As for what that “heart” looks like in 2018, the dominant kitchen design is a hybrid of recent trends; namely, modern farmhouse meets Mediterranean villa meets mnodern. The end result boils down to these key ten features:
Color is Back
This year, designers are drawn to both cheery pastels and soothing neutrals, opening the way for everything from Millennial pink to burnt sage. Also, silver and gold accents are big, alongside matte black and smooth ebony finishes. White is still white hot, but it doesn't need to be the dominant color from floor to ceiling.
It’s all about thinking outside the stainless steel rectangle. Modern kitchens incorporate deep, wide basins and farmhouse sinks, made in interesting materials such as ceramic, galvanized metal, stone, copper, and even concrete. Also, a separate island prep station including built-in sink is on the new kitchen wishlist.
Designers are boldly going where they haven’t gone in decades -- to the painted “shaker” style cabinet. And they’re not afraid to use bold colors like deep grays, greens, and blues. Also, the L-shaped layout is back, over the U-shaped layout.
Natural wood floors are still the number one choice, but gaining quickly behind them are: wood laminates, due to their lower cost profile and lower maintenance demands. And next, an old throwback: terrazzo tile. The modern version is far more sleek, refined, and sophisticated than their 70’s counterparts.
It’s official: Granite is out, after three years on the downslope. Replacing it: engineered quartz, which achieves the classic look of granite, but for less buck for your bang. Also working in its favor, quartz is more durable, less susceptible to chipping, scratching, and staining.
Rising in popularity as well: concrete countertops, which also can be customized to resemble natural stone. It also can be dyed in infinite colors, molded into a myriad of designs, patterns, and shapes.
Backsplash of Color
As the all-white kitchen fades to black, so are the all-white subway tile backsplashes. And in their place: ceramic tiles in bold patterns and designs, and made to resemble glass, metals, mosaics, even wallpaper.
Imagine turning on your oven before getting home, then having your favorite playlist sound in the background as you listen to a guided cooking app walk you step by step through your favorite recipe.

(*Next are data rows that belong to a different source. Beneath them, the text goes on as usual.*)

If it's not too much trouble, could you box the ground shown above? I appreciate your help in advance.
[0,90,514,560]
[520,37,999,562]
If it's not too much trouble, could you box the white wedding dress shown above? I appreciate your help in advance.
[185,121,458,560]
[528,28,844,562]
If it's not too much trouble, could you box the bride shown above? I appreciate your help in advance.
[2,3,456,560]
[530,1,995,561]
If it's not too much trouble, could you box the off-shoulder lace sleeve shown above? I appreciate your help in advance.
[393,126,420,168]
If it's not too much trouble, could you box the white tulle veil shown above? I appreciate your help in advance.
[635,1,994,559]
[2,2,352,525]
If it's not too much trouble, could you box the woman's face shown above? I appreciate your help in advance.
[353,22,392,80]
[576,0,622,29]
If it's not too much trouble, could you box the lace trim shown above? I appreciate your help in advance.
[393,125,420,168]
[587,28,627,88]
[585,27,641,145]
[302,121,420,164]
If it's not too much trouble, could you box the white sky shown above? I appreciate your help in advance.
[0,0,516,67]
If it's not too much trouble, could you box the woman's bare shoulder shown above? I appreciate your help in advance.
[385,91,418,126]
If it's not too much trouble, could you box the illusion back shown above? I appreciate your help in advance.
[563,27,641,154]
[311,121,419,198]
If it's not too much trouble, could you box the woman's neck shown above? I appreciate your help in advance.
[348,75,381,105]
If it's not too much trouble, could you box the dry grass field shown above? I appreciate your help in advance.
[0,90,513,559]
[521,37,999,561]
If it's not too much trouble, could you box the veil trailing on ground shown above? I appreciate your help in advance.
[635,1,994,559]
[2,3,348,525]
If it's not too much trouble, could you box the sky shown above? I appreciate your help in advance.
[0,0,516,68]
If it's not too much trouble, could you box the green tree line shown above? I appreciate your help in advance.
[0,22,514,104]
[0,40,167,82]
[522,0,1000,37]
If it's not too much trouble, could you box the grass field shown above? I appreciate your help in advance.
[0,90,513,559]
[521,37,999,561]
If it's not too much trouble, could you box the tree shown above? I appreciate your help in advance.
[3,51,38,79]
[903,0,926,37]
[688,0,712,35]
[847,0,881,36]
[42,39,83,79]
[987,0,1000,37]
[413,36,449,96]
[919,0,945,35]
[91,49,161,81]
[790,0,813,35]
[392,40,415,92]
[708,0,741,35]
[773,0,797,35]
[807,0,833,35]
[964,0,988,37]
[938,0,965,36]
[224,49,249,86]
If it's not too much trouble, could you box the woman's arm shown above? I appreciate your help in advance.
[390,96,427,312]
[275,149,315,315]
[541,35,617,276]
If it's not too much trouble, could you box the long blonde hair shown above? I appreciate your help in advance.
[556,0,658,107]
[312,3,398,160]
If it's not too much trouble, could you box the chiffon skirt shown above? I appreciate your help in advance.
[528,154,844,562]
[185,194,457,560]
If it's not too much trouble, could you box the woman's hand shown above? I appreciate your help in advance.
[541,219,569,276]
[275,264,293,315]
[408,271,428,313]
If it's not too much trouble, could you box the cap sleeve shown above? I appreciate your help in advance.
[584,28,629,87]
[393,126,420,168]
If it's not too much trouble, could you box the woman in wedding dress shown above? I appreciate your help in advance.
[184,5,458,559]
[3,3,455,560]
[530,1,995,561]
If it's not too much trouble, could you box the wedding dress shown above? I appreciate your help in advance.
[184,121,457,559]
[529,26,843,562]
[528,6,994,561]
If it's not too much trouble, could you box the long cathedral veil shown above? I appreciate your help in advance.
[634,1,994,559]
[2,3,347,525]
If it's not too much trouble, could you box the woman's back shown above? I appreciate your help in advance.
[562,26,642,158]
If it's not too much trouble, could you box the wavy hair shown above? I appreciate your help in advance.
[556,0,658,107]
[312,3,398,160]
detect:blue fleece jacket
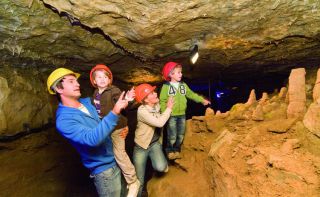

Well, thanks to the growing market of smart kitchen appliances, this is now a reality. Refrigerators, ranges, mixers, and so on -- each one can be programmed to order specific foods from online grocery stores, and then help you transform them into healthy, delicious family-friendly meals.
Old Meets New
As kitchen appliances and fixtures get more streamlined and shiny, the kitchen of 2018 balances the new with the old; for example:
- Barndoors with brass knobs
- Shiplap wood paneling with crystal chandeliers
- Reclaimed wood tables with metal chairs
- Steel studs with chintzes floral fabrics
- Brass door knobs on painted wood cabinets
- Metallic fixtures on ceramic farmhouse sinks
One of the biggest demands from homeowners was for clean countertops. Industry experts rose to the occasion and the result is: Innovative storage solutions, built-ins, pull-out waste and recycling bings, dish organizers, and so on.
Gas Stoves are Out
Induction and steam ovens are in. Gas stoves are out.